“That’s enough of me talking about myself; let’s hear you talk about me”
“It’s not easy being superior to everyone I know.”
Psychologist Stephen Johnson writes that the narcissist is someone who has “buried his true self-expression in response to early injuries and replaced it with a highly developed, compensatory false self.” This alternate persona to the real self often comes across as grandiose, “above others,” self-absorbed, and highly conceited. In our highly individualistic and externally driven society, mild to severe forms of narcissism are not only pervasive but often encouraged.
Narcissism is often interpreted in popular culture as a person who’s in love with him or herself. It is more accurate to characterize the pathological narcissist as someone who’s in love with an idealized self-image, which they project in order to avoid feeling (and being seen as) the real, disenfranchised, wounded self. Deep down, most pathological narcissists feel like the “ugly duckling,” even if they painfully don’t want to admit it.
How do you know when you’re dealing with a narcissist? The following are some telltale signs, excerpted from my book (click on title): “How to Successfully Handle Narcissists (link is external)”. While most of us are guilty of some of the following behaviors at one time or another, a pathological narcissist tends to dwell habitually in several of the following personas, while remaining largely unaware of (or unconcerned with) how his or her actions affect others.
1. Conversation Hoarder. The narcissist loves to talk about him or herself, and doesn’t give you a chance to take part in a two-way conversation. You struggle to have your views and feelings heard. When you do get a word in, if it’s not in agreement with the narcissist, your comments are likely to be corrected, dismissed, or ignored.
“My father’s favorite responses to my views were: ‘but…,’ ‘actually…,’ and ‘there’s more to it than this…’ He always has to feel like he knows better.”
2. Conversation Interrupter. While many people have the poor communication habit of interrupting others, the narcissist interrupts and quickly switches the focus back to herself. He shows little genuine interest in you.
3. Rule Breaker. The narcissist enjoys getting away with violating rules and social norms, such as cutting in line, chronic under-tipping, stealing office supplies, breaking multiple appointments, or disobeying traffic laws.
“I take pride in persuading people to give me exceptions to their rules”
4. Boundary Violator. Shows wanton disregard for other people’s thoughts, feelings, possessions, and physical space. Oversteps and uses others without consideration or sensitivity. Borrows items or money without returning. Breaks promises and obligations repeatedly. Shows little remorse and blames the victim for one’s own lack of respect.

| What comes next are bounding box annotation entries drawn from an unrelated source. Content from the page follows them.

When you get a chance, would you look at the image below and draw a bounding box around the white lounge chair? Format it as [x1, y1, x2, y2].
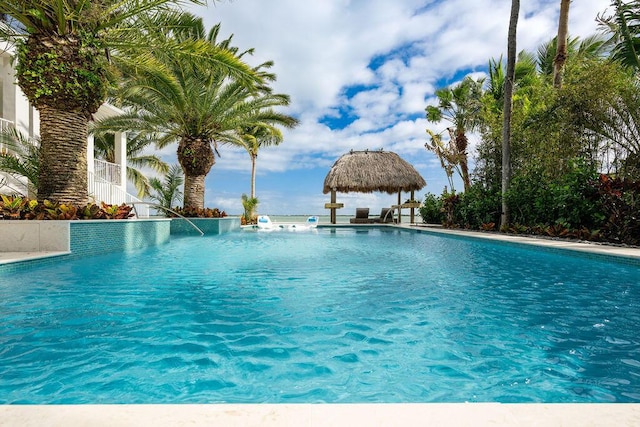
[258, 215, 273, 230]
[305, 216, 320, 228]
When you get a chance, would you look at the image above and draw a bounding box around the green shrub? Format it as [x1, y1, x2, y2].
[419, 193, 444, 224]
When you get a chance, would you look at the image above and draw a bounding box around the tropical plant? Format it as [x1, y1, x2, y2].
[426, 77, 483, 190]
[553, 0, 571, 88]
[419, 193, 444, 224]
[149, 164, 184, 214]
[0, 126, 40, 196]
[102, 15, 290, 209]
[238, 122, 298, 199]
[500, 0, 520, 227]
[597, 0, 640, 73]
[0, 0, 254, 204]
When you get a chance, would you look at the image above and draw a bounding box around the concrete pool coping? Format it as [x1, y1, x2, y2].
[0, 403, 640, 427]
[5, 224, 640, 427]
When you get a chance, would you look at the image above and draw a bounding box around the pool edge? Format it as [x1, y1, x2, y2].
[0, 403, 640, 427]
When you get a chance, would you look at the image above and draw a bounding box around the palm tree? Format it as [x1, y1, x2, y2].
[0, 126, 40, 197]
[0, 0, 255, 204]
[597, 0, 640, 73]
[426, 77, 483, 191]
[241, 194, 258, 224]
[94, 133, 169, 198]
[553, 0, 571, 89]
[103, 17, 298, 209]
[238, 121, 298, 201]
[149, 164, 184, 214]
[500, 0, 520, 229]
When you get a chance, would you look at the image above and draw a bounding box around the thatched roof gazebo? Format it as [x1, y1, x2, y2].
[322, 150, 427, 224]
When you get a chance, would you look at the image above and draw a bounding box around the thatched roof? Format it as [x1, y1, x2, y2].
[323, 150, 427, 194]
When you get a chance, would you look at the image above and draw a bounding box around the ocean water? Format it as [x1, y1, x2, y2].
[0, 228, 640, 404]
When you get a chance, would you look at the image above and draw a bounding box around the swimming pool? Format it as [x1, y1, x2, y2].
[0, 228, 640, 403]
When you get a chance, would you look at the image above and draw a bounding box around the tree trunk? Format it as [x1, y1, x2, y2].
[184, 175, 207, 209]
[553, 0, 571, 89]
[178, 137, 215, 209]
[251, 154, 258, 199]
[455, 130, 471, 192]
[38, 106, 89, 206]
[500, 0, 520, 229]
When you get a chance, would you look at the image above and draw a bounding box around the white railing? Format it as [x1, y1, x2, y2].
[88, 172, 149, 218]
[0, 119, 14, 154]
[93, 159, 121, 185]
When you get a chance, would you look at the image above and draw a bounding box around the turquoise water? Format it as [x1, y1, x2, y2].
[0, 229, 640, 403]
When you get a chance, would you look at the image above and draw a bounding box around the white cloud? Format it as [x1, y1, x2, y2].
[174, 0, 610, 214]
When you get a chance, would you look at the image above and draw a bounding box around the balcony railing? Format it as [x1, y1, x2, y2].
[0, 119, 13, 154]
[89, 173, 149, 218]
[93, 159, 121, 185]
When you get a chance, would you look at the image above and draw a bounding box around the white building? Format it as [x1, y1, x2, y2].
[0, 44, 140, 210]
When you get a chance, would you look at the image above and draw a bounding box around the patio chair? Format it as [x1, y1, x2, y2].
[349, 208, 373, 224]
[374, 208, 394, 224]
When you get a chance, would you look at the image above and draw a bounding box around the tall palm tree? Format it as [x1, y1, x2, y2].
[103, 17, 296, 208]
[0, 0, 255, 204]
[500, 0, 520, 229]
[238, 122, 298, 199]
[94, 133, 169, 198]
[149, 164, 184, 214]
[553, 0, 571, 89]
[426, 77, 483, 191]
[597, 0, 640, 73]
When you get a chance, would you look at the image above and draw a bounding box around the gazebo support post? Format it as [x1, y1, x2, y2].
[331, 190, 337, 224]
[409, 190, 415, 224]
[324, 188, 344, 224]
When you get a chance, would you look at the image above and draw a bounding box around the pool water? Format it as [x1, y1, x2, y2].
[0, 228, 640, 403]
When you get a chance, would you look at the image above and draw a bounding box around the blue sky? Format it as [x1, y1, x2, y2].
[162, 0, 610, 215]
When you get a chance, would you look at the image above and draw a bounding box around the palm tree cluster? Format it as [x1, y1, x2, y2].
[426, 0, 640, 241]
[0, 0, 297, 212]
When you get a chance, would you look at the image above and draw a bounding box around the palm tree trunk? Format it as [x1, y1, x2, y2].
[184, 174, 207, 209]
[553, 0, 571, 89]
[38, 106, 89, 206]
[251, 155, 258, 199]
[500, 0, 520, 229]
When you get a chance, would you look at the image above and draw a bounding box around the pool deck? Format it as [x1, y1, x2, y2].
[0, 403, 640, 427]
[0, 224, 640, 427]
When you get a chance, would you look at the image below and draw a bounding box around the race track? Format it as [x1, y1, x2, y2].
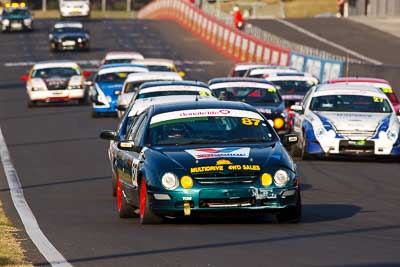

“It’s your fault that I forgot because you didn’t remind me”
5. False Image Projection. Many narcissists like to do things to impress others by making themselves look good externally. This “trophy” complex can exhibit itself physically, romantically, sexually, socially, religiously, financially, materially, professionally, academically, or culturally. In these situations, the narcissist uses people, objects, status, and/or accomplishments to represent the self, substituting for the perceived, inadequate “real” self. These grandstanding “merit badges” are often exaggerated. The underlying message of this type of display is: “I’m better than you!” or “Look at how special I am—I’m worthy of everyone’s love, admiration, and acceptance!”